Use of Someone Else’s Trademark in Expressive Works: The Rogers Test
VIP defended its use of the Jack Daniel’s trademarks under the First Amendment—claiming that the Bad Spaniels toy is an “expressive work.” It claimed that the Rogers test applied to its use of the trademarks and that as protected speech, the typical analysis for trademark infringement, whether the use of the trademark creates a likelihood of confusion as to the source of the goods, did not apply to the Bad Spaniels toy.

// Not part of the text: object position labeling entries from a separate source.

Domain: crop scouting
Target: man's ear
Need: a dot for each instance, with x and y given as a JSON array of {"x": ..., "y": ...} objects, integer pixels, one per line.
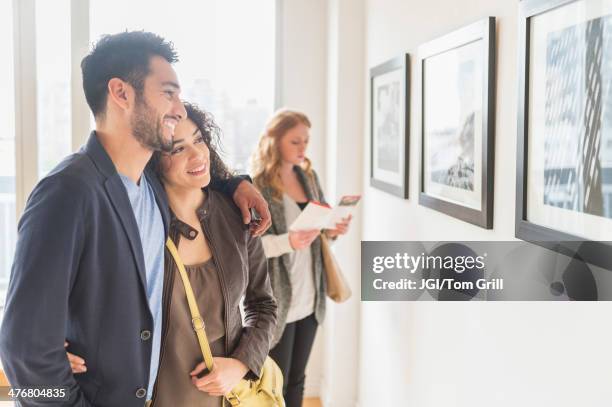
[{"x": 120, "y": 93}]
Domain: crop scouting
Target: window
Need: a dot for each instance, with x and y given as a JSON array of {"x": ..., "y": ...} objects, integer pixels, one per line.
[
  {"x": 7, "y": 147},
  {"x": 53, "y": 82},
  {"x": 222, "y": 69}
]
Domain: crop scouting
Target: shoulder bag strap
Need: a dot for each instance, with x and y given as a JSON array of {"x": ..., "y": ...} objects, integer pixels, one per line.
[{"x": 196, "y": 319}]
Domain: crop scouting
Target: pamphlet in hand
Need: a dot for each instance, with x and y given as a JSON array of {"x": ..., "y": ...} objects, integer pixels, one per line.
[{"x": 321, "y": 216}]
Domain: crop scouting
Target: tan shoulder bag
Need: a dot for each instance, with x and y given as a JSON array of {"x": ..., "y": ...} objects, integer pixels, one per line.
[{"x": 267, "y": 391}]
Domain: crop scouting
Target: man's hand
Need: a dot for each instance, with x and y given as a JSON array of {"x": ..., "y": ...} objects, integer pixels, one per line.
[
  {"x": 226, "y": 374},
  {"x": 246, "y": 197}
]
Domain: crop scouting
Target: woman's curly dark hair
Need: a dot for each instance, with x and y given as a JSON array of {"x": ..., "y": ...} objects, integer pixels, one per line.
[{"x": 211, "y": 134}]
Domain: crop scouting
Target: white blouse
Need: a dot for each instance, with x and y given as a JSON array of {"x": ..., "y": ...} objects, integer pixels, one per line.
[{"x": 301, "y": 275}]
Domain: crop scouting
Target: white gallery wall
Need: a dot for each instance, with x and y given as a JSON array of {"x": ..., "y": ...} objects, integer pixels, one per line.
[{"x": 468, "y": 354}]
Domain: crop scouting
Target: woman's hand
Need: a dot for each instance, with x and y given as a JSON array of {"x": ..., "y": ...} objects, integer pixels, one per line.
[
  {"x": 301, "y": 239},
  {"x": 246, "y": 197},
  {"x": 77, "y": 364},
  {"x": 226, "y": 374},
  {"x": 341, "y": 228}
]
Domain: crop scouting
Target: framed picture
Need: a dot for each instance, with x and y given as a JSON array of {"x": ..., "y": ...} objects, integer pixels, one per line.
[
  {"x": 389, "y": 126},
  {"x": 564, "y": 157},
  {"x": 458, "y": 123}
]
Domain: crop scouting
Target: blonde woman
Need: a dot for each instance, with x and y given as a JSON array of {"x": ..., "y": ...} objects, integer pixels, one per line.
[{"x": 285, "y": 178}]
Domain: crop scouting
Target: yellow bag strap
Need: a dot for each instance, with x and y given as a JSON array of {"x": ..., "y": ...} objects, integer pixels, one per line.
[{"x": 196, "y": 319}]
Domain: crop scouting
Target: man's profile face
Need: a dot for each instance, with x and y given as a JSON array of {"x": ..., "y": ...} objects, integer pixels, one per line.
[{"x": 159, "y": 109}]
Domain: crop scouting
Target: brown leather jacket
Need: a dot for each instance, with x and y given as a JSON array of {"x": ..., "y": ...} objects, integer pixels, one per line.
[{"x": 243, "y": 273}]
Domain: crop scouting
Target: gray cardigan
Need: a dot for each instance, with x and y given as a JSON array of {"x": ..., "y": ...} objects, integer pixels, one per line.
[{"x": 278, "y": 267}]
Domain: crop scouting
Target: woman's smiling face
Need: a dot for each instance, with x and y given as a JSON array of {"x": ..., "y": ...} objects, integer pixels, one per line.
[{"x": 188, "y": 165}]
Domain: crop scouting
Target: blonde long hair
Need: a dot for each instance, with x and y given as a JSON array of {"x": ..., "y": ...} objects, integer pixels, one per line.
[{"x": 266, "y": 161}]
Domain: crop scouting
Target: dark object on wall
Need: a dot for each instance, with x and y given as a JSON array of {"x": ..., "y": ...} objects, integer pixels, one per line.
[
  {"x": 389, "y": 126},
  {"x": 458, "y": 123},
  {"x": 564, "y": 149}
]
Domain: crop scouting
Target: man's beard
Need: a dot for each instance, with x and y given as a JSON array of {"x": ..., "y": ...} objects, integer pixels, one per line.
[{"x": 147, "y": 128}]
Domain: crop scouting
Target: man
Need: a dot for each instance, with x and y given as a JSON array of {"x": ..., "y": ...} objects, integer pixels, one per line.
[{"x": 88, "y": 266}]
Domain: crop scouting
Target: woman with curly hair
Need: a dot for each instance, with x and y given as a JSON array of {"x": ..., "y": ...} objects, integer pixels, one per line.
[
  {"x": 287, "y": 181},
  {"x": 226, "y": 267}
]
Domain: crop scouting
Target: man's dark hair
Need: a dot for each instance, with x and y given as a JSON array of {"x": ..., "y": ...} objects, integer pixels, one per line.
[{"x": 125, "y": 56}]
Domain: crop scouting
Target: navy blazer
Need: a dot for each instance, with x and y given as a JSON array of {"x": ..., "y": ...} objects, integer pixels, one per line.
[{"x": 79, "y": 275}]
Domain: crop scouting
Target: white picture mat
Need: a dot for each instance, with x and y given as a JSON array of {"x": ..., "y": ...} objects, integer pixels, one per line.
[
  {"x": 440, "y": 95},
  {"x": 576, "y": 223},
  {"x": 390, "y": 177}
]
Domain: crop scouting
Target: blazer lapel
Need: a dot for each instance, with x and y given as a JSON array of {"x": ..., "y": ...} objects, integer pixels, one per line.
[
  {"x": 160, "y": 198},
  {"x": 116, "y": 191},
  {"x": 120, "y": 200}
]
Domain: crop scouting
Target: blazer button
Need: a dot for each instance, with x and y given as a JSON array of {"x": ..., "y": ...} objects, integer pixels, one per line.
[{"x": 145, "y": 335}]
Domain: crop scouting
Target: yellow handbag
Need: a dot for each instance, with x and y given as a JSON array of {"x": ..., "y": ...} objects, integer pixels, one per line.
[{"x": 267, "y": 391}]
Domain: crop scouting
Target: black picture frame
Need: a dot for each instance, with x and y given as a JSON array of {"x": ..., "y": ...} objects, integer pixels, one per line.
[
  {"x": 402, "y": 64},
  {"x": 598, "y": 253},
  {"x": 481, "y": 30}
]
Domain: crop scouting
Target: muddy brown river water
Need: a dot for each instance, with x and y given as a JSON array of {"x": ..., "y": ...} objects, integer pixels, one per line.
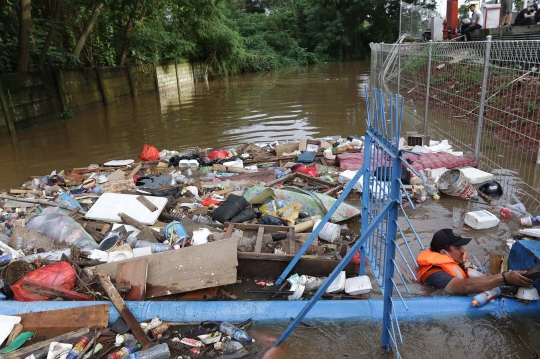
[{"x": 291, "y": 103}]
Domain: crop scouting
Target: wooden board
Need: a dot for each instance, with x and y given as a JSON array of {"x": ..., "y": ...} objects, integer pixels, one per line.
[
  {"x": 109, "y": 205},
  {"x": 93, "y": 316},
  {"x": 135, "y": 273},
  {"x": 183, "y": 270}
]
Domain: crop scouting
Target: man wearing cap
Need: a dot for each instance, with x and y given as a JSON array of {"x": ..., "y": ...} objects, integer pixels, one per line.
[{"x": 443, "y": 266}]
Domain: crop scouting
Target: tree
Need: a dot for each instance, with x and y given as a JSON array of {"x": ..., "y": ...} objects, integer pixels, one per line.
[
  {"x": 50, "y": 34},
  {"x": 87, "y": 29},
  {"x": 25, "y": 28}
]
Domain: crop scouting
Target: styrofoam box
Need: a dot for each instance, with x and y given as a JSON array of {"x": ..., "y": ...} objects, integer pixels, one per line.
[
  {"x": 475, "y": 175},
  {"x": 358, "y": 285},
  {"x": 338, "y": 284},
  {"x": 481, "y": 219}
]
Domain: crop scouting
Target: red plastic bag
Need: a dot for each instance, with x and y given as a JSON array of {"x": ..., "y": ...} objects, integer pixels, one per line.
[
  {"x": 59, "y": 274},
  {"x": 149, "y": 153},
  {"x": 312, "y": 171},
  {"x": 222, "y": 154}
]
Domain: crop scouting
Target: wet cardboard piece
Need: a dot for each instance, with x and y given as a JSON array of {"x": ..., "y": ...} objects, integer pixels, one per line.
[
  {"x": 135, "y": 273},
  {"x": 55, "y": 322},
  {"x": 183, "y": 270}
]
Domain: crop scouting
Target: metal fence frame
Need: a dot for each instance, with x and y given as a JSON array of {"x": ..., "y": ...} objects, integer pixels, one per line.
[{"x": 481, "y": 96}]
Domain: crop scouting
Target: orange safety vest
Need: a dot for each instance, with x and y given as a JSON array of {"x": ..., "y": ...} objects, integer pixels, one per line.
[{"x": 430, "y": 262}]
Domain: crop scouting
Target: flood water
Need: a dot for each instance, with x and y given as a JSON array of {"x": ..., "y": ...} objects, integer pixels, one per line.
[{"x": 292, "y": 103}]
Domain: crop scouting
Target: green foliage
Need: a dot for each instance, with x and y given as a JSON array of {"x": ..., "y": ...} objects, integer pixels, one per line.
[{"x": 230, "y": 36}]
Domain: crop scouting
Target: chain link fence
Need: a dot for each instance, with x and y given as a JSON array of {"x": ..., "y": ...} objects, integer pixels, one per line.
[{"x": 481, "y": 96}]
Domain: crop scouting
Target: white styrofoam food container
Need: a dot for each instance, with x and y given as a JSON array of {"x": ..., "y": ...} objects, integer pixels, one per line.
[
  {"x": 358, "y": 285},
  {"x": 475, "y": 175},
  {"x": 481, "y": 219},
  {"x": 338, "y": 284}
]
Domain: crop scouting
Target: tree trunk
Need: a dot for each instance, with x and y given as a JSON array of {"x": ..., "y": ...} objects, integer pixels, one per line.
[
  {"x": 50, "y": 35},
  {"x": 25, "y": 27},
  {"x": 129, "y": 31},
  {"x": 87, "y": 29}
]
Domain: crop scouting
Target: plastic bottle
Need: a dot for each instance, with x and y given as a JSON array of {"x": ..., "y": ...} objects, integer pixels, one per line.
[
  {"x": 209, "y": 222},
  {"x": 484, "y": 297},
  {"x": 124, "y": 352},
  {"x": 155, "y": 247},
  {"x": 97, "y": 348},
  {"x": 231, "y": 346},
  {"x": 234, "y": 332},
  {"x": 160, "y": 351},
  {"x": 78, "y": 348}
]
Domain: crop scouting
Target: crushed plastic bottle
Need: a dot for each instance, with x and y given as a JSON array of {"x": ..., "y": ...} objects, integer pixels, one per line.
[
  {"x": 234, "y": 332},
  {"x": 484, "y": 297}
]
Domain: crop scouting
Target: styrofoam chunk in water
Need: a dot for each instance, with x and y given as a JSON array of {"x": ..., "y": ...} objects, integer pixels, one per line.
[
  {"x": 475, "y": 175},
  {"x": 481, "y": 219}
]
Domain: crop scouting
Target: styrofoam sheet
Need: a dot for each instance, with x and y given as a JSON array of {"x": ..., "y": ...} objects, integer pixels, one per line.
[
  {"x": 109, "y": 205},
  {"x": 475, "y": 175}
]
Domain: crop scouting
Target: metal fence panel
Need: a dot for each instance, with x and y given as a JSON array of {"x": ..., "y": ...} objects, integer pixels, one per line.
[{"x": 505, "y": 112}]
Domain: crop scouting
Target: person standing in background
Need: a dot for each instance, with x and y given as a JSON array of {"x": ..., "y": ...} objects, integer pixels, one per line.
[{"x": 477, "y": 22}]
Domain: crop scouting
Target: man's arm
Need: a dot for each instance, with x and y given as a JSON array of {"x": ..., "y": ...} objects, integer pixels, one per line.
[{"x": 480, "y": 284}]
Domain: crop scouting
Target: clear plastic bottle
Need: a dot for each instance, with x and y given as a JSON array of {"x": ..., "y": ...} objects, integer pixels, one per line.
[
  {"x": 234, "y": 332},
  {"x": 97, "y": 348},
  {"x": 78, "y": 348},
  {"x": 155, "y": 247},
  {"x": 123, "y": 353},
  {"x": 160, "y": 351},
  {"x": 484, "y": 297},
  {"x": 231, "y": 346},
  {"x": 200, "y": 218}
]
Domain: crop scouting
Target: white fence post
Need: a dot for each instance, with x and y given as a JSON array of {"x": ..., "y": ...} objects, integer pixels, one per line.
[{"x": 482, "y": 99}]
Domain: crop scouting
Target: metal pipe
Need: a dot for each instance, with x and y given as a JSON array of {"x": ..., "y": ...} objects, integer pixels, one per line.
[
  {"x": 482, "y": 99},
  {"x": 428, "y": 86}
]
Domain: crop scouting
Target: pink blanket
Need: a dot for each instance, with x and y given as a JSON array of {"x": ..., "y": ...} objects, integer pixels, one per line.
[{"x": 354, "y": 161}]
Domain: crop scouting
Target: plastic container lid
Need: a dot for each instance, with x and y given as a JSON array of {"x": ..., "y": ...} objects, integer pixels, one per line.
[
  {"x": 338, "y": 284},
  {"x": 358, "y": 285}
]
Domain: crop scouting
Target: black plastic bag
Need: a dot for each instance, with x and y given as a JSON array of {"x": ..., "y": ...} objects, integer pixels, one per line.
[
  {"x": 229, "y": 208},
  {"x": 246, "y": 215},
  {"x": 270, "y": 220}
]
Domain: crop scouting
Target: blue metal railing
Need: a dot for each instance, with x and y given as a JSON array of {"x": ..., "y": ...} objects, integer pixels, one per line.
[{"x": 381, "y": 204}]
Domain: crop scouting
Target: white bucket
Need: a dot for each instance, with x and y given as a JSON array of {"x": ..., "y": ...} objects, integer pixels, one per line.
[{"x": 330, "y": 232}]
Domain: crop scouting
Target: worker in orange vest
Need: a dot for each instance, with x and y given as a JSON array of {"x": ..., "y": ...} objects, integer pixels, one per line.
[{"x": 444, "y": 266}]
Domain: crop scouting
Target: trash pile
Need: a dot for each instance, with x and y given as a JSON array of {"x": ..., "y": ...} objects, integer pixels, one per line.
[
  {"x": 104, "y": 232},
  {"x": 153, "y": 339}
]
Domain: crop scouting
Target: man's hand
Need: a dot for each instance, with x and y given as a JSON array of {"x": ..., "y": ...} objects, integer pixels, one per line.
[{"x": 517, "y": 278}]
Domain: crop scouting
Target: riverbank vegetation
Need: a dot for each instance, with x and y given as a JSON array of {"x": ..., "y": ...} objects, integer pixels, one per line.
[{"x": 230, "y": 36}]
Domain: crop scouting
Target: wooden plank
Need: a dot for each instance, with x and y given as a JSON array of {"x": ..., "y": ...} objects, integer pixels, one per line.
[
  {"x": 258, "y": 243},
  {"x": 135, "y": 273},
  {"x": 24, "y": 351},
  {"x": 152, "y": 207},
  {"x": 183, "y": 270},
  {"x": 255, "y": 227},
  {"x": 94, "y": 316},
  {"x": 124, "y": 311},
  {"x": 292, "y": 244},
  {"x": 52, "y": 291}
]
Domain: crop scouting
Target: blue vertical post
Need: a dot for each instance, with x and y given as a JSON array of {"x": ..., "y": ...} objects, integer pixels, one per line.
[{"x": 391, "y": 236}]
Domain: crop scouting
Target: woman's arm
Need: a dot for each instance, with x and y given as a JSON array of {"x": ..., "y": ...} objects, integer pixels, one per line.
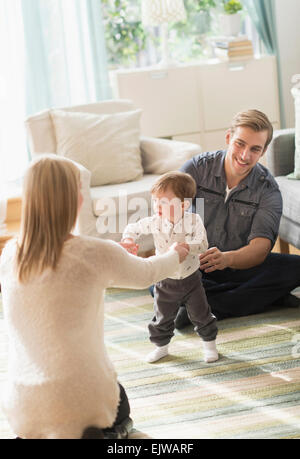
[{"x": 246, "y": 257}]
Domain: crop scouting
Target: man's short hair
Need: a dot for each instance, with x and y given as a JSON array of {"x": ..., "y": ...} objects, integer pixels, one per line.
[
  {"x": 182, "y": 185},
  {"x": 255, "y": 120}
]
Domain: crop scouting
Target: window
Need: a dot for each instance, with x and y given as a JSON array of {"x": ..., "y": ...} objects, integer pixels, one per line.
[{"x": 130, "y": 44}]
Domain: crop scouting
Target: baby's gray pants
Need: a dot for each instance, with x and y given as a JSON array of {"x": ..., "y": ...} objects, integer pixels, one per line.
[{"x": 169, "y": 294}]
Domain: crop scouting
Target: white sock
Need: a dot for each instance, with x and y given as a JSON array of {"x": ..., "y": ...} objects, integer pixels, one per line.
[
  {"x": 210, "y": 351},
  {"x": 158, "y": 353}
]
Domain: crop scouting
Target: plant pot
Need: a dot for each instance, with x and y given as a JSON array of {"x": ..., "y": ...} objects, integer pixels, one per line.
[
  {"x": 230, "y": 24},
  {"x": 202, "y": 21}
]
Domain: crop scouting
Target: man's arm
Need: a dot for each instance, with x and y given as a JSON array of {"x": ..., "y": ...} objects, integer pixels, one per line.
[{"x": 244, "y": 258}]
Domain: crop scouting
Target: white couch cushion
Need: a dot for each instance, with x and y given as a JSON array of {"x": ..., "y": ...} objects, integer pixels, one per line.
[
  {"x": 123, "y": 198},
  {"x": 296, "y": 173},
  {"x": 107, "y": 145},
  {"x": 117, "y": 205}
]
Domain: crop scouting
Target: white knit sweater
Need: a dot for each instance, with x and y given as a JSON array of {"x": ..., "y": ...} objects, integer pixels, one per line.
[{"x": 60, "y": 378}]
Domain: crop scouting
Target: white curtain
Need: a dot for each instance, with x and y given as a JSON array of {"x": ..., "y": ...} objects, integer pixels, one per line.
[{"x": 13, "y": 151}]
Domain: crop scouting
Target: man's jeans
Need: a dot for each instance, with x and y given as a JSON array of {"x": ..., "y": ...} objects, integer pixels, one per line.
[{"x": 235, "y": 293}]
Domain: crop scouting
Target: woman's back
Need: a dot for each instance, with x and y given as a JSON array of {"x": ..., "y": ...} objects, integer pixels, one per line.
[
  {"x": 48, "y": 319},
  {"x": 60, "y": 377}
]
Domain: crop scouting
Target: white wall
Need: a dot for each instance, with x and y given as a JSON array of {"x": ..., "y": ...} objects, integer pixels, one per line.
[{"x": 288, "y": 32}]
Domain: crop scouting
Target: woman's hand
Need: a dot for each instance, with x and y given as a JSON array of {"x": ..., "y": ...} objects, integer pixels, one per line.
[
  {"x": 129, "y": 245},
  {"x": 213, "y": 259},
  {"x": 182, "y": 249}
]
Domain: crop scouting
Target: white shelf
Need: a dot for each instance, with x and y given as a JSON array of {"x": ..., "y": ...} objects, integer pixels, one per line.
[{"x": 196, "y": 102}]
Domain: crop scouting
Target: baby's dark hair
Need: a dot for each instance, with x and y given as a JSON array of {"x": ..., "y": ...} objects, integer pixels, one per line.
[{"x": 182, "y": 185}]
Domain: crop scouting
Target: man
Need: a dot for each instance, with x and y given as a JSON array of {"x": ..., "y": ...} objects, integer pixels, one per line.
[{"x": 242, "y": 211}]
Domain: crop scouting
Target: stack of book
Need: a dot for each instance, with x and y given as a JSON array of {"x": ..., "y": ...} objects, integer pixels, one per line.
[{"x": 232, "y": 48}]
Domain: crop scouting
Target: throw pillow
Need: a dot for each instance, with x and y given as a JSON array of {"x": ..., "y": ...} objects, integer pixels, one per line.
[
  {"x": 107, "y": 145},
  {"x": 296, "y": 173},
  {"x": 162, "y": 155}
]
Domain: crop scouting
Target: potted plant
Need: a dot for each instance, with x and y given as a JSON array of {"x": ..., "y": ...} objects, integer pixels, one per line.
[{"x": 230, "y": 20}]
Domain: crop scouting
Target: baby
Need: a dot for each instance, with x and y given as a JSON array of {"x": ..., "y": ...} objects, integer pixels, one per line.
[{"x": 171, "y": 223}]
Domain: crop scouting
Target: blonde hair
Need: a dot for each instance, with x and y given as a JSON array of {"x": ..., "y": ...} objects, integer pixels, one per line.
[
  {"x": 255, "y": 120},
  {"x": 183, "y": 185},
  {"x": 49, "y": 211}
]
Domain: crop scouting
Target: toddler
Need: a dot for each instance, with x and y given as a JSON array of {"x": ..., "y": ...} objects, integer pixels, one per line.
[{"x": 172, "y": 223}]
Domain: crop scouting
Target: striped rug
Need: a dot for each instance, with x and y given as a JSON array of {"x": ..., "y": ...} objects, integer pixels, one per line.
[{"x": 253, "y": 391}]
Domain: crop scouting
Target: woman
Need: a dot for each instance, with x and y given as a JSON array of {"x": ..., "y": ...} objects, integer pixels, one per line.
[{"x": 61, "y": 383}]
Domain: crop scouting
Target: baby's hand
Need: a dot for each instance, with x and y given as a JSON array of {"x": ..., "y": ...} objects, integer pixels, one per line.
[
  {"x": 185, "y": 245},
  {"x": 129, "y": 245}
]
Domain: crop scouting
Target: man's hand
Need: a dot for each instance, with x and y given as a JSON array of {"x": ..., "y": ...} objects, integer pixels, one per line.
[
  {"x": 129, "y": 245},
  {"x": 213, "y": 259},
  {"x": 183, "y": 250}
]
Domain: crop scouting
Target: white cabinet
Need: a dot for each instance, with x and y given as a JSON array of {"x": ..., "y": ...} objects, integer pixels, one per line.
[{"x": 197, "y": 102}]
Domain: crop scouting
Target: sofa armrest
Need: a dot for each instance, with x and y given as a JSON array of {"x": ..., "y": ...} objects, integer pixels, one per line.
[
  {"x": 281, "y": 152},
  {"x": 86, "y": 220},
  {"x": 162, "y": 155}
]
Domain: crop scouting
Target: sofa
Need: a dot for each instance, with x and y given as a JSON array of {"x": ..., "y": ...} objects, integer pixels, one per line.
[
  {"x": 123, "y": 199},
  {"x": 280, "y": 158}
]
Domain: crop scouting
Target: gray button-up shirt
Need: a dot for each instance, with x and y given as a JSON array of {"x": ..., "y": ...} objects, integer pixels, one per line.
[{"x": 253, "y": 209}]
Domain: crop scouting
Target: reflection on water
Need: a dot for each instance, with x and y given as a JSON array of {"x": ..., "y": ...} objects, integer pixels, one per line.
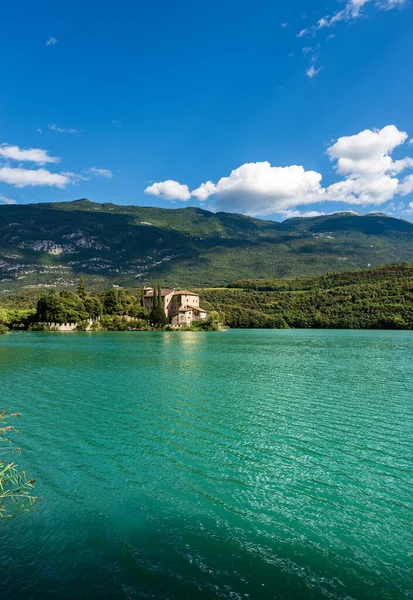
[{"x": 261, "y": 464}]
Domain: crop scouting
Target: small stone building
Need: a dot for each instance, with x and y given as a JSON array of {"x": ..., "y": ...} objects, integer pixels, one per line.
[{"x": 181, "y": 306}]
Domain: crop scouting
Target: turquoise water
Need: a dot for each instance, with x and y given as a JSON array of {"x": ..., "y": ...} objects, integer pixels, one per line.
[{"x": 241, "y": 464}]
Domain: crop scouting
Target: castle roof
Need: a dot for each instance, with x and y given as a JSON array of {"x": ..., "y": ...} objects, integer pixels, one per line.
[
  {"x": 185, "y": 292},
  {"x": 149, "y": 293}
]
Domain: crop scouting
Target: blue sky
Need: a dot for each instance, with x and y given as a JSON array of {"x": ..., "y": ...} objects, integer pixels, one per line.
[{"x": 265, "y": 108}]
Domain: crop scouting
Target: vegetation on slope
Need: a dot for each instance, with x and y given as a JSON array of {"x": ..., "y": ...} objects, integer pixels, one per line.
[
  {"x": 52, "y": 244},
  {"x": 372, "y": 299},
  {"x": 379, "y": 298}
]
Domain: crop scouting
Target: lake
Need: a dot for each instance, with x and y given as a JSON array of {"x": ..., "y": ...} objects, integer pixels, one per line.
[{"x": 242, "y": 464}]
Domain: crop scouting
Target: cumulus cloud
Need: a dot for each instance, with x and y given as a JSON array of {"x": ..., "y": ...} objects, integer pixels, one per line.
[
  {"x": 292, "y": 214},
  {"x": 100, "y": 172},
  {"x": 262, "y": 189},
  {"x": 369, "y": 176},
  {"x": 4, "y": 200},
  {"x": 35, "y": 155},
  {"x": 406, "y": 187},
  {"x": 367, "y": 166},
  {"x": 169, "y": 190},
  {"x": 62, "y": 129},
  {"x": 20, "y": 177},
  {"x": 312, "y": 71}
]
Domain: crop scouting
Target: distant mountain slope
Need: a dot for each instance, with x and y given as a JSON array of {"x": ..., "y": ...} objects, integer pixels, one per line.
[{"x": 51, "y": 244}]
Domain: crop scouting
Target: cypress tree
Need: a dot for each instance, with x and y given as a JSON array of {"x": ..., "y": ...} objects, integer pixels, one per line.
[{"x": 81, "y": 287}]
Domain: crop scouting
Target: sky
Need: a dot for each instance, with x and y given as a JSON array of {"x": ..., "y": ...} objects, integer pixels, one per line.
[{"x": 270, "y": 109}]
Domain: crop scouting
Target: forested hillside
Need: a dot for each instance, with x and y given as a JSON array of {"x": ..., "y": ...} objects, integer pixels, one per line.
[
  {"x": 372, "y": 299},
  {"x": 53, "y": 244}
]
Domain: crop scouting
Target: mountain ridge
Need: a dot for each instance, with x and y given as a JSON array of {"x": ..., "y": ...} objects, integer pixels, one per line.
[{"x": 52, "y": 243}]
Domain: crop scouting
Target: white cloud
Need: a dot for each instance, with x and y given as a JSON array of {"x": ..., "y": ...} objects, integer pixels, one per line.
[
  {"x": 35, "y": 155},
  {"x": 63, "y": 130},
  {"x": 4, "y": 200},
  {"x": 20, "y": 177},
  {"x": 368, "y": 144},
  {"x": 204, "y": 191},
  {"x": 291, "y": 214},
  {"x": 389, "y": 4},
  {"x": 169, "y": 190},
  {"x": 100, "y": 172},
  {"x": 352, "y": 10},
  {"x": 406, "y": 187},
  {"x": 363, "y": 161},
  {"x": 312, "y": 71},
  {"x": 261, "y": 189}
]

The Rogers test dates to a 1989 case from the Second Circuit, Rogers v. Grimaldi, 875 F.2d 994 (2d Cir. 1989), and has since been applied by courts in many circuits to analyze use of trademarks in “expressive works,” where trademark rights and free speech rights under the First Amendment intersect. Rogers addressed potential infringement in the context of titles of expressive works—Ginger Rogers claimed Fellini’s film title incorporating her name was an infringement. The court disagreed, reasoning that the “expressive element of titles requires more protection than the labeling of ordinary commercial products.”
Although Rogers dealt with titles of creative works, the test has since been applied broadly to the use of trademarks within an artistic or expressive work. When it is applied, Rogers requires dismissal of infringement claims where the trademark is used in an expressive work—without turning to a likelihood of confusion analysis—unless (i) the use of the mark has no artistic relevance to the underlying work or (ii) the use of the mark explicitly misleads as to the source or content of the work. The lead-up to the Bad Spaniels decision involved extensive debate over whether the Rogers test should be stricken or modified.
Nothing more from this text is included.